FOI requests can be blocked on public interest immunity grounds that include cabinet in-confidence, commercial in-confidence, national security, and legal privilege.

"I think in many cases they're abused but that's not really the question here," Ludlam said.

"We're not proposing that they be lifted. I'm proposing the way that national security immunity defences are argued have to be narrowed.

"At the moment we've got [the] Attorney-General and the Shadow Attorney-General waving their hands at us saying, 'National security' as though that excuses all these abuses that have occurred in the United States and elsewhere."
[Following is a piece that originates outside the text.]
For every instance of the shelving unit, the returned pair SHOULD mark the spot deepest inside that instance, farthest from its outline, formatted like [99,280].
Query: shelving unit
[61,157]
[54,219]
Read on for the remainder of the Greens' policy platform, and how the party plans to achieve its anti-surveillance goals.

Difficult road

Other aspects of the Greens anti-surveillance policy are:

  • Plans to make security agencies report the number of requests they make for "telecommunications information and intercepts", in the same way that law enforcement agencies are required to do.
  • Introduction of mandatory data breach notifications.
  • Changes to the way 'Five Eyes' countries — US, Canada, Australia, UK and NZ — store intelligence data on foreign nationals.

Ludlam told iTnews while he did not expect the path to anti-surveillance and privacy reforms to be easy, it was still an area worth pursuing.

He called the five-pronged policy platform "stage two" of what he expected to be a "very long running international campaign not just by the Australian Greens but by civil society groups and other allies around the world."

Stage one was the introduction of a Bill that would institute judicial oversight for requests for telecommunications metadata. The Bill is currently under consideration in the Senate.

"I'm under no illusions that this is going to be a long campaign and that there are going to need to be more ideas put into the mix," Ludlam said.

"But this, we think, is a pretty solid place to start."